So often the relationship between an insurance broker and the head of HR can be best described as love/hate. Sure, the broker is a likeable guy/gal, they work hard, they have great tickets for all the best events, and they are always good for a free lunch. What’s not to love about that, right?

Then again, it seems like all they deliver is bad news. You don’t really see them until you call them with a problem.

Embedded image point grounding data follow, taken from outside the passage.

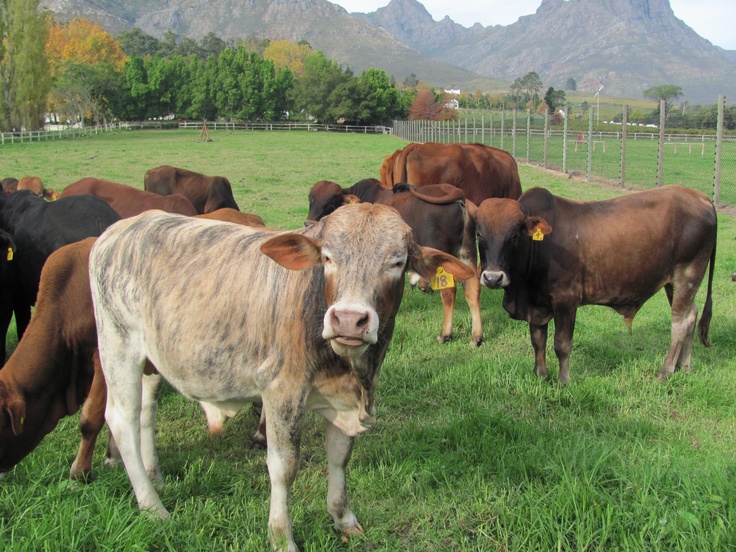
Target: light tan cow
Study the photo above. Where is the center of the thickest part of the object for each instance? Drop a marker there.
(307, 328)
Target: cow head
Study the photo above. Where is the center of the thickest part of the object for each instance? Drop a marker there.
(324, 198)
(364, 249)
(503, 232)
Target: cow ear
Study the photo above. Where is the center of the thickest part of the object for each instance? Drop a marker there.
(15, 408)
(292, 251)
(537, 227)
(425, 261)
(17, 412)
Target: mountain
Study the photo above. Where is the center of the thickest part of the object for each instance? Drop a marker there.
(626, 45)
(326, 26)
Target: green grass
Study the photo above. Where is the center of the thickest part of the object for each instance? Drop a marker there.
(470, 452)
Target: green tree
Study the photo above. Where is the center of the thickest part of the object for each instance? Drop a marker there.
(664, 92)
(554, 98)
(25, 78)
(311, 93)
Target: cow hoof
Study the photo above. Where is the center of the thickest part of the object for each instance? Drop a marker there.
(356, 529)
(81, 476)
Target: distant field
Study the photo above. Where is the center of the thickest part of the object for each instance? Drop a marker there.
(471, 452)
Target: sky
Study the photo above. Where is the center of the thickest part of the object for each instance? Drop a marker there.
(712, 19)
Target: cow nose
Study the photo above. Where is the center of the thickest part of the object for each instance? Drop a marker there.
(492, 279)
(350, 323)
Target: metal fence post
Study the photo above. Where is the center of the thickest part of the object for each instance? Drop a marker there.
(660, 154)
(546, 137)
(624, 128)
(528, 133)
(589, 169)
(564, 140)
(719, 150)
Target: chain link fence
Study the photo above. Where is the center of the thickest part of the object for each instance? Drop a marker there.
(633, 157)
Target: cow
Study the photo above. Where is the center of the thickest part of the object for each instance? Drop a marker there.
(38, 228)
(9, 184)
(438, 217)
(174, 289)
(551, 255)
(127, 200)
(207, 193)
(36, 185)
(56, 364)
(479, 171)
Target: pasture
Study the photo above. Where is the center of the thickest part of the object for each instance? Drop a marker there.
(470, 452)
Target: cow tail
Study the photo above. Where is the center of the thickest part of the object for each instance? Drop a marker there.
(708, 307)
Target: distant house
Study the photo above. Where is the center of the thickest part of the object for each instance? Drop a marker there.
(452, 103)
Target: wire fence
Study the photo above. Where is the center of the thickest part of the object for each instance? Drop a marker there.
(634, 157)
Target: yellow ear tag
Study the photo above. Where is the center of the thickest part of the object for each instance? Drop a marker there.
(442, 279)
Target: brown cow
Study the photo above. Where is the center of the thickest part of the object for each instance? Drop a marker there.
(128, 201)
(9, 184)
(207, 193)
(551, 255)
(55, 366)
(479, 171)
(36, 185)
(438, 217)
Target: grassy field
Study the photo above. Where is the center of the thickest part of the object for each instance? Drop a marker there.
(470, 452)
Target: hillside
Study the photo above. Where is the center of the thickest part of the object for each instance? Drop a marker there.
(626, 45)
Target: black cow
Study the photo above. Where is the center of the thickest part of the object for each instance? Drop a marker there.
(38, 228)
(551, 255)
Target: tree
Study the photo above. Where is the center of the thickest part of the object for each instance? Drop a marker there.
(24, 69)
(666, 93)
(554, 98)
(137, 43)
(284, 53)
(427, 106)
(81, 41)
(311, 93)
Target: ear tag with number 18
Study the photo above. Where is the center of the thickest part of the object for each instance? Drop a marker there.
(442, 279)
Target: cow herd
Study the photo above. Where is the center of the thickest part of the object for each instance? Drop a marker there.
(122, 278)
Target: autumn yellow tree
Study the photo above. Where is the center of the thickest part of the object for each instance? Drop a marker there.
(284, 53)
(81, 41)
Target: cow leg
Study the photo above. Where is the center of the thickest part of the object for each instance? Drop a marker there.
(448, 311)
(22, 319)
(681, 341)
(260, 439)
(564, 329)
(152, 385)
(90, 423)
(538, 335)
(471, 288)
(123, 414)
(284, 419)
(339, 448)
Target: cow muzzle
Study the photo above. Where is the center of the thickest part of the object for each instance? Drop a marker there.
(350, 329)
(494, 279)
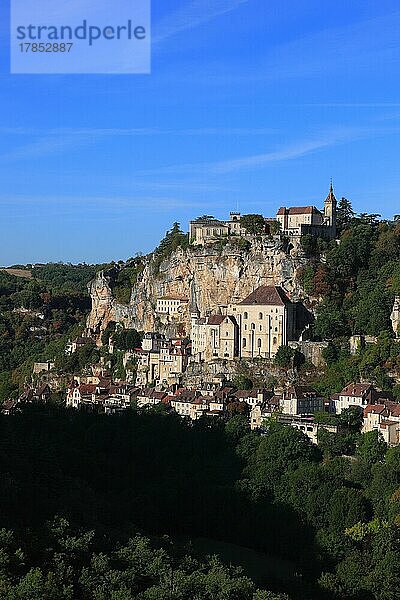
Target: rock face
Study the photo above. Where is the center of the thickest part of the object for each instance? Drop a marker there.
(219, 277)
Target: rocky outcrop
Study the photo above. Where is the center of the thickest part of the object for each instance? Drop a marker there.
(219, 277)
(395, 317)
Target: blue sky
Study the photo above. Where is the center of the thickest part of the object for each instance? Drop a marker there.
(250, 104)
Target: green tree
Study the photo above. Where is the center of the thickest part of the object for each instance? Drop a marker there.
(284, 357)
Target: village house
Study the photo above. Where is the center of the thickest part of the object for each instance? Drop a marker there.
(10, 407)
(302, 400)
(208, 229)
(77, 343)
(251, 397)
(354, 394)
(89, 395)
(263, 410)
(385, 418)
(307, 425)
(164, 364)
(255, 327)
(173, 360)
(171, 306)
(149, 397)
(266, 320)
(216, 336)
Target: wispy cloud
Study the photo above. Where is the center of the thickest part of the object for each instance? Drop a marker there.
(192, 15)
(55, 141)
(291, 151)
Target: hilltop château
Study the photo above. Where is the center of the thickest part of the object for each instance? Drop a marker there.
(207, 228)
(255, 327)
(294, 221)
(303, 220)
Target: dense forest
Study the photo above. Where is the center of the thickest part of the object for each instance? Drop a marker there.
(143, 505)
(96, 507)
(39, 310)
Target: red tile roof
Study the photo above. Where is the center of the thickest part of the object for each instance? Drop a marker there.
(270, 295)
(298, 210)
(356, 389)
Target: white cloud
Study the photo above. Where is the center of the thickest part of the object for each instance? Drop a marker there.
(192, 15)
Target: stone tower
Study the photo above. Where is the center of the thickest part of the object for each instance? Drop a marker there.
(330, 207)
(395, 316)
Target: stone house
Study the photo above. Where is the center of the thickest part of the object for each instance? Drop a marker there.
(171, 306)
(354, 394)
(302, 220)
(385, 418)
(302, 400)
(266, 320)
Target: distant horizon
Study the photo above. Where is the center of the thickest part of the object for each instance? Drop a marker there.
(144, 253)
(247, 105)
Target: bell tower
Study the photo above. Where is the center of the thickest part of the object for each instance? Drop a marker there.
(330, 207)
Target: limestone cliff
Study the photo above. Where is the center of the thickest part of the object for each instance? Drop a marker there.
(219, 277)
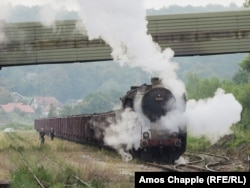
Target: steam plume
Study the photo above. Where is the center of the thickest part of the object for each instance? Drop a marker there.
(123, 25)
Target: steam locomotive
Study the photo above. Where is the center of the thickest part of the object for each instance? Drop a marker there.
(148, 125)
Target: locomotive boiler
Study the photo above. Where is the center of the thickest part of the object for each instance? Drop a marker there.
(161, 136)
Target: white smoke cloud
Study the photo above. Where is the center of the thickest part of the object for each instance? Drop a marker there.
(123, 25)
(213, 117)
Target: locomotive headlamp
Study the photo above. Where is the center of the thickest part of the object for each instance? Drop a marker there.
(146, 135)
(174, 135)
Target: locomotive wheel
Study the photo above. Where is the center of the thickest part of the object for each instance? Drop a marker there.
(146, 156)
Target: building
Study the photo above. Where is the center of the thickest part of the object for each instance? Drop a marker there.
(43, 103)
(10, 107)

And they promised you they had all of these great – what did they call them – oh yeah, “value-added services” you could access, but you have yet to see anything of real significance.

Your job has never been more difficult, or critical

As the head of HR, you have unbelievable responsibilities:

  • You have to help make decisions for the benefit program
  • You have to communicate it to the employees
  • It’s your responsibility to attract/retain those employees
  • It’s up to you to keep them engaged in their job
  • And you have an ever-increasing list of compliance issues to deal with . . . where does the list end?!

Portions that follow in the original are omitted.